Solo el que ha vivido durante años con un perro y lo pierde ante la inevitable muerte sabe cuánto lo quiso, lo extraña y hasta lo llora.
Solo el que ha convivido durante años con un perro que no es suyo, sino el del vecino de al lado de la casa, o del fondo, o de arriba, sabe cuán insoportable puede ser el animal cuando a su dueño no le importa si ladra, chilla o –como en el caso revelado por un amigo– padece de ataques de histerias que se desencadenan con cada vendedor que pasa voceando «lo suyo».
Viéndole los ojos a mi amigo mientras narra su problema se comprenden los fantasmas que empiezan a corroerlo: escritor como es, trata de darle vida a sus páginas y el perro (siempre al borde de un ataque de nervios, como las mujeres de Almodóvar) ronda mansamente por el pasillo colindante a su vivienda. Hasta que comienza el desfile de vendedores –mañanas de un voceador cada 15 minutos– y para cada uno de ellos, el can guarda una colección de sufridos aullidos, llantos, sonidos guturales como los que pudiera proferir una bestia medieval torturada en el último infierno.
Así un día tras otro.
–¿Y los dueños? –le pregunto.
–Menos uno, que llega tarde, todos los demás callados.

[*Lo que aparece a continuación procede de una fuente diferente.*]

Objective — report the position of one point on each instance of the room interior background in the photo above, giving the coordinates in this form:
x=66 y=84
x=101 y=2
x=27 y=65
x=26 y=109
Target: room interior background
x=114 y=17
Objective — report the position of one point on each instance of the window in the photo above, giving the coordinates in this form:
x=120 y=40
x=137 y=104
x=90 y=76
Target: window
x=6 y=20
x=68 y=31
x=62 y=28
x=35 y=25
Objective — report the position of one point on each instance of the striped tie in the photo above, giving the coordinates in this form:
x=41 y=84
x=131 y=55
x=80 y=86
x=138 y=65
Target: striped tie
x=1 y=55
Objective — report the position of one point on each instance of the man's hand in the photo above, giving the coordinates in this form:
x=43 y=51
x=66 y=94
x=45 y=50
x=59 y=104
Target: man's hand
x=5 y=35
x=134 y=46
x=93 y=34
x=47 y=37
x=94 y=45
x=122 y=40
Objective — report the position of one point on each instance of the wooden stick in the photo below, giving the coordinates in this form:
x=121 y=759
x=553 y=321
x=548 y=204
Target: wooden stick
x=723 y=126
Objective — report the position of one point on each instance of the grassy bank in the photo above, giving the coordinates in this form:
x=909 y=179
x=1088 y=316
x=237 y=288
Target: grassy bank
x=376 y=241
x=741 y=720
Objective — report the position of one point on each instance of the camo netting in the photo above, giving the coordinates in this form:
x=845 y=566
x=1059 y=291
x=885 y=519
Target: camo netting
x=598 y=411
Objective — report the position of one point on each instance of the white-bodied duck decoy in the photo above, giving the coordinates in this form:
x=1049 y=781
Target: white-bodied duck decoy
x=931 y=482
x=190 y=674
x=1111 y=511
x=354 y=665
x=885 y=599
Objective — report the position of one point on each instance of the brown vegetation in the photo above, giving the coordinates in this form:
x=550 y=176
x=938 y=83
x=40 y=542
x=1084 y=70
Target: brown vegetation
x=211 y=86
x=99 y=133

Sufre mi amigo. Y lo peor: él, que es un hombre sensible y ha tenido no pocos perros, ha comenzado a odiarlos y a verse inmerso en tenebrosas pesadillas que lo involucran con el sufridor de cuatro patas que tanto lo atormenta. Sueña que lo envenena, lo ahoga en un pozo de cal hirviente, paga por una daga florentina que lo haga rodar por tierra, en tanto él, frente a su teclado –donde finalmente las palabras le brotan como un manantial fosforescente– sonríe perverso, levanta una copa y brinda por la tragedia.
–Tendré que ir a un siquiatra –confiesa compungido, y ni siquiera me escucha cuando le recomiendo que se lleve al perro con él.
Para colmo, el vecino del fondo, ha traído recientemente un bello pastor alemán y lo mantiene mañana, tarde y noche en su azotea ladrando con la potencia de un león de la Metro.
–¿Tampoco lo manda a callar?
–Tampoco.
Y cuenta que ahora el león y el histérico se han hecho socios, se hablan y contestan a lo lejos y la perrería se acrecienta.
–Y la tapa al pomo– anuncia.
–¿Pero hay más?
Recientemente se mudaron nuevos vecinos del otro lado de su casa. Parecen buena gente, pero mi amigo y su mujer se mantuvieron vigilantes. ¿Tendrán perros?
Al tercer día, mientras dormían, sintieron un ladrido minúsculo.
–Al menos es pequeño–trató de consolarlo ella.
–Pero crecerá– fue su respuesta.
–Y te alarma que sea un ladrido más a tu tormento–le dije.
–No, los perros ladran –me contestó–, lo que me preocupa es que tampoco estos aprendan a callarlos.